Effect of white noise: (1) soothing effect: relieving insomnia symptoms, concentrating attention, and stopping crying of infants, due to similarity between white noise and noisy sound in uterus; (2) shadowing effects: other noise is attenuated (neutralized), creating "false quietness". However, the points to be noted are: (1) The white noise of nature is the first choice, and no harm or side effect exists; (2) Artificially manufactured white noise cannot be used every day, and certain dependence can be generated; (3) When artificially made white noise is used, a sound source is far away from a user and an infant as much as possible, and the volume is reduced; (4) it is not preferable to listen to white noise with a headphone.
The generation mechanism of noise is roughly classified into three types: thermal noise, shot noise, and cosmic noise.
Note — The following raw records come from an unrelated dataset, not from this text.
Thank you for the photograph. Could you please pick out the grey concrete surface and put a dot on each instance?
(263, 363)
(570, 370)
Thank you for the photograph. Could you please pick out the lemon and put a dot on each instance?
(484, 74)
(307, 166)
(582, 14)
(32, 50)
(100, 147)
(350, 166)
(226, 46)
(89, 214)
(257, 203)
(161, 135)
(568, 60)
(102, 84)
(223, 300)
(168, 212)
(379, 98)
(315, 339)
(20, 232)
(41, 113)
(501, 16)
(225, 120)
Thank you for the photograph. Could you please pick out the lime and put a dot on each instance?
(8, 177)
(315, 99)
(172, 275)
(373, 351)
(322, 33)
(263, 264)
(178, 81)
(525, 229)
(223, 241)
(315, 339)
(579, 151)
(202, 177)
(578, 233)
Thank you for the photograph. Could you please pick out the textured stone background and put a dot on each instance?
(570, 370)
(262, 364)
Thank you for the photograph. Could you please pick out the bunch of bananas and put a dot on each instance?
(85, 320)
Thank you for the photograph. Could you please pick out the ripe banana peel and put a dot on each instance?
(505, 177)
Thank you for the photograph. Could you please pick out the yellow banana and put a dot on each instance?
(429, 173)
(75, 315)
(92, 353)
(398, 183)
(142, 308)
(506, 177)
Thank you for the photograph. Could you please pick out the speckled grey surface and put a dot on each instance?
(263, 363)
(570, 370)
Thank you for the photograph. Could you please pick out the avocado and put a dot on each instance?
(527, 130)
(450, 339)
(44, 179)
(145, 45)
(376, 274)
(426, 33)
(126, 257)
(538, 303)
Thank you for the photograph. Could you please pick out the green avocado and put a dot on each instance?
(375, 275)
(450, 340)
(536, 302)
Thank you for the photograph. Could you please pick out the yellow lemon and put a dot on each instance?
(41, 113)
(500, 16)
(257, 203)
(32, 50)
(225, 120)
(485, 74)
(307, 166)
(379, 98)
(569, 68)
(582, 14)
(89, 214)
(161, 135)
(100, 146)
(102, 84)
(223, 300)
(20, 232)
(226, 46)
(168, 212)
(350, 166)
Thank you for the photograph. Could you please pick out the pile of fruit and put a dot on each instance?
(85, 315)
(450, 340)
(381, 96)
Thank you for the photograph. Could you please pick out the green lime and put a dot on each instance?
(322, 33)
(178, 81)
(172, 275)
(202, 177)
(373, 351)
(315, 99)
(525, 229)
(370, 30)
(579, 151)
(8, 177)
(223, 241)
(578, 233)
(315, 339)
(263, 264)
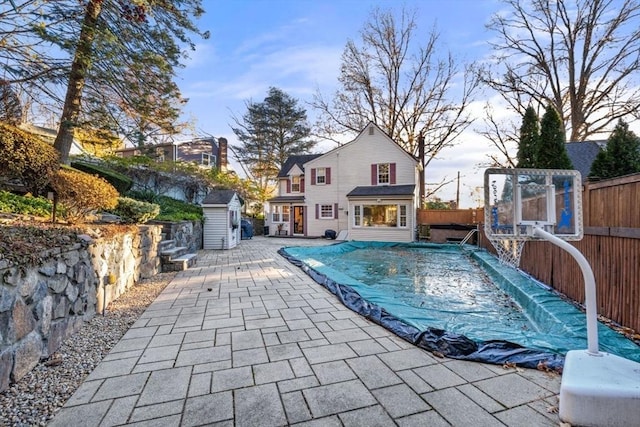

The thermal noise is caused by the irregular movement of free electrons in passive devices such as resistors, feeders and the like, and the movement is more violent when the temperature is higher; shot noise is caused by non-uniformity of electron emission in active devices such as vacuum tubes and semiconductor devices (in circuits, the effective value of shot noise voltage is much larger than that of thermal noise, and thermal noise can be disregarded when both shot noise and thermal noise are present); cosmic noise is caused by cosmic celestial radiation to the receiver and is not normally used to generate noise.
The existing white noise generation methods are roughly divided into three types: physical, digital and mechanical methods.
The physical method comprises the following steps: there is an invention patent, named white noise generator as shown in fig. 1 (a), which is a white noise generator of MOSFET operating in its linear region and having zero source-drain DC bias current.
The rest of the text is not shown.